Mahallemde bir kadın!.. Her geçeni sorgular. Hele de genç kızlar görünce “kimin kızısın” diye sorar. Yeri gelir öğüt verir, yeri gelir yanlışlıklara kızar.
Mahallemde bir kadın!.. Geçmiş günleri sayıklar. Issızdır evler, uykudadır balkonlar. Yağmur düşer çinko damlara tane tane. Bir şarkı çıkar. Bestekarı bilinmez.
Mahallemde bir kadın!.. Gençlik yıllarını anlatır. Kaybettiği eşi gelir aklına, gözyaşları damla damla düşer uduna. “Ah günler, güzel günler. Rahmetli udunu çalar, ben söylerdim.” der. “Bir daha o güzellikler gelir mi kapıma?” Bu soru karşısında bülbül susar, güller yasa durur. En yorgun nehir bile dolaşır düşer denizine. Ama insan bir defa kaybedince sevdiğini, düşeceği yer eski kaldırımlar ve daldığı derin düşünceler.
Mahallemde bir kadın!.. Zaman zaman başının üzerinden bir beyaz martı geçer. Anlatır ona denizin yakınlığını. Sonra uçar gider uzaklara. Ardında hüzün bırakır.
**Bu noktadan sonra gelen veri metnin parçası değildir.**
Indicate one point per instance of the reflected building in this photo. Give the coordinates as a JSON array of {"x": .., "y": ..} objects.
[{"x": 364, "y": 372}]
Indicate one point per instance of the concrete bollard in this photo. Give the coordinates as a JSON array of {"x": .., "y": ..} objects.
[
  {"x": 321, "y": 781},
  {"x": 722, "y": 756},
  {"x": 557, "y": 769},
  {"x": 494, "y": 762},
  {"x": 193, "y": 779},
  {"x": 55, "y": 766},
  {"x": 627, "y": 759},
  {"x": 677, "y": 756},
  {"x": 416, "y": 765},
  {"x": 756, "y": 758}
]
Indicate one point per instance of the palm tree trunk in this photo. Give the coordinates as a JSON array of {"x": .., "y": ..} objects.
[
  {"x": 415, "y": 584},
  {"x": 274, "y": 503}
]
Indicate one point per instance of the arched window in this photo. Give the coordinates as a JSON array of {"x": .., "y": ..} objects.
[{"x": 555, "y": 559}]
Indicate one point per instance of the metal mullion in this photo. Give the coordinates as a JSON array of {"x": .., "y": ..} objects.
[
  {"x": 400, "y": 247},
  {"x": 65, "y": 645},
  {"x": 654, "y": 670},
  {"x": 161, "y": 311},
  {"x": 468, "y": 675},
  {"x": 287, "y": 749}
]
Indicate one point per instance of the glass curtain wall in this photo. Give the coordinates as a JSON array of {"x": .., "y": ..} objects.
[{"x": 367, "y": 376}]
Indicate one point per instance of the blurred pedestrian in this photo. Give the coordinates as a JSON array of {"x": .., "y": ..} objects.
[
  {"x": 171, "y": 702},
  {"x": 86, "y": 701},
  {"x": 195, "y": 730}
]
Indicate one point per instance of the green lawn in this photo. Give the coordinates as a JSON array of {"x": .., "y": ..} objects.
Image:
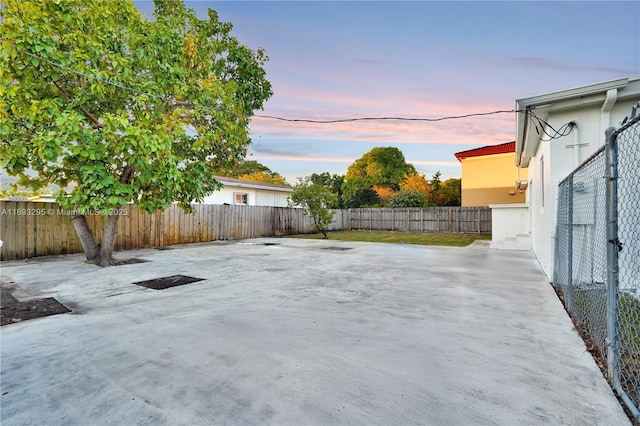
[{"x": 428, "y": 239}]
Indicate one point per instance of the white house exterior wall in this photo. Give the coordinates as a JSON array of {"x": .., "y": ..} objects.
[
  {"x": 255, "y": 197},
  {"x": 560, "y": 159}
]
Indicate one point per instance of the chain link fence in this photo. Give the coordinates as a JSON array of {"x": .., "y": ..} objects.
[{"x": 597, "y": 255}]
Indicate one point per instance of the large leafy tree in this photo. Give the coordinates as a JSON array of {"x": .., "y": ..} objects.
[
  {"x": 334, "y": 183},
  {"x": 315, "y": 199},
  {"x": 116, "y": 108},
  {"x": 382, "y": 167}
]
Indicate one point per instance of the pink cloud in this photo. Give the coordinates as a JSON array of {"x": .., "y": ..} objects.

Kadının göz boşluklarında hayaller yüzer.
Mahallemde bir kadın!.. Sanki içi bir yanardağ. Halbuki umut vardı her insanın yüreğinde. “Buraya kadar getirdim hayatımı. Yıllar yorgun ben yorgun, boşa mı geçti seneler.” Baksana mahallemde kurudu çeşmeler. Isırgan otları bitmiş sevdayı saran yerlerde. Ne ud sesi ne keman ne cümbüş. Ak saydık gençlikte, şimdi kara topluyoruz. Duyguların gidiş gelişi yoruyor bedenleri. Hayatın acı, gerçeklerin görüntüsü bu mahallede bu sokakta.
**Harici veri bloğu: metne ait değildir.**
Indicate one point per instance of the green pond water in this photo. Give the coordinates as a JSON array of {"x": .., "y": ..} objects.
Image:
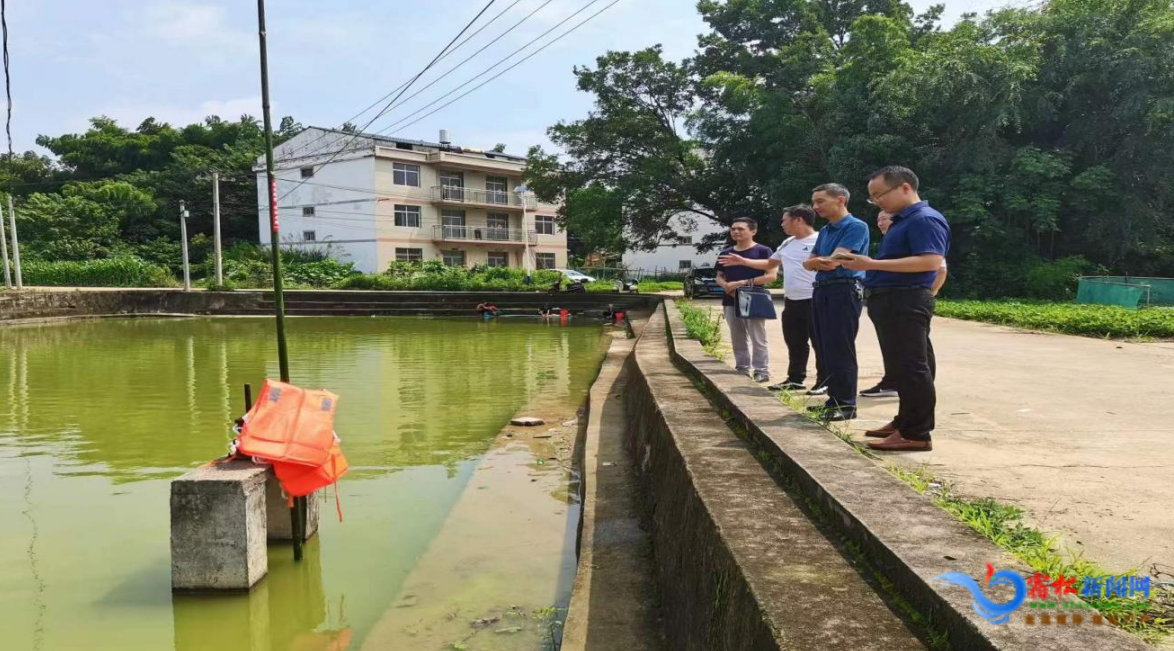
[{"x": 457, "y": 533}]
Mahallemde bir kadın!.. O da hâlâ seviyor şiiri. İkna eder okutursanız bir şiir, Cumhuriyet ile başlar Atatürk ile bitirir.
Mahallemde bir kadın!.. Işığa çok yakın. Gençliğin denizinde hayalleri ile yaşayan. Anıların sularında yüzer sokak sokak. Hayatın acı gerçeğini sürrealist bir bakışla bulursun gözlerinde.
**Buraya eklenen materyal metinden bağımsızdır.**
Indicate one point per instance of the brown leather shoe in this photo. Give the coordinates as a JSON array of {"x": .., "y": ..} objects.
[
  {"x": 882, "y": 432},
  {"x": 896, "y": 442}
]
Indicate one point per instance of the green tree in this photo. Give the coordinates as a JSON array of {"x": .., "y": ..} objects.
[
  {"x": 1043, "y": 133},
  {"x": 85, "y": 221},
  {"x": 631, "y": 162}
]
Mahallemin çılgın bir annesidir o kadın. Elleri öpülesi. Bu mahallenin kültürü ve motifleriyle süslüdür sakin ve sessiz kadın. Her milli bayramda çocuk olur coşar, şiir söyler. Dinî bayramlarda bolca dua eder.
Yolunuz düşerse mahalleme, sakın aldanmayın mahallemdeki kadının sessizliğine. Halini, hatırını sorup sohbet edin. Çok güzel sözler duyacaksınız. Bir gülümsemesi vardır alevin bedelinde. Mahallede aradığınız o kültür, hâlâ o dilde, o kadında devam ediyor. Kaybolan bu güzel kültürü o kadının kelimelerinde duyunca insanın sol yanı acıyor ve içinde karıncalanma hissediyor. Mahalle kültürünü mahallemdeki kadının cümlelerinde özetleyebilirsiniz.
Mahallemde bir kadın!.. Hâlâ doğduğu bu toprakların güzelliğini ve havasını içinde taşıyor. Onu üzen de yavaş yavaş kaybolan bu güzel ağırlık. Karşısında dikilen taş kuleler. Bitirilen komşuluk. Kaybolan bir paylaşma kültürü. Estetikten, gülden, çevreden uzak gençlik.
Hatıraların peşinde yavaş yavaş yürüyen mahallemdeki kadın hâlâ o eski tutku içinde. Yürüyor eski sevdaların ve güzelliklerin peşine içten içten acı çekerek. Bu o mahallenin kültüründen mi yoksa toprağın özelliği mi veya Ortamahalle kanı mı, bilemem.
Yolunuz düşerse bu mahalleye bir yokuşun başında mutlaka rastlarsınız mahallemin kadınına. Sakın ha “Allah'ın garibi” diyerek geçmeyin. O, mahallenin kültürü ile dolu yürüyen bir kitabıdır. Bir bulut gibidir yağmurda, gün gelir güneş olur girer kültür dünyanıza.
O kadın dedelerimin yaşadığı Trabzon'un incisi Akçaabat Ortamahalle'de. Eski yıllardan beri ayakta kalan evler bir de böyle nadir insanları var. Mahallemin o küçük camisini de görmeden geçmeyin. Oturun bir kahve için ve bol bol sohbet edin. Üsten denize ve uzaktan Trabzon'a bakarak.
Bekleriz, Ortamahalle’ye gelin. Tam zamanı. Mahallemin ayrıca güzel çiçekleri, az da kalsa güzel insanları da var. Hele sabah vakti çiçek kokuları, kuş sesleri mest eder sizleri. Bir gül, leylak kokusu. Bir yağmur yağıyorsa damlara, hele de o kültürden gelen sohbet edecek bir insan tanımışsanız sohbetin güzelliğinden sırılsıklam olursunuz.
Lafa daldık. Yine uzattık. İyi haftalar.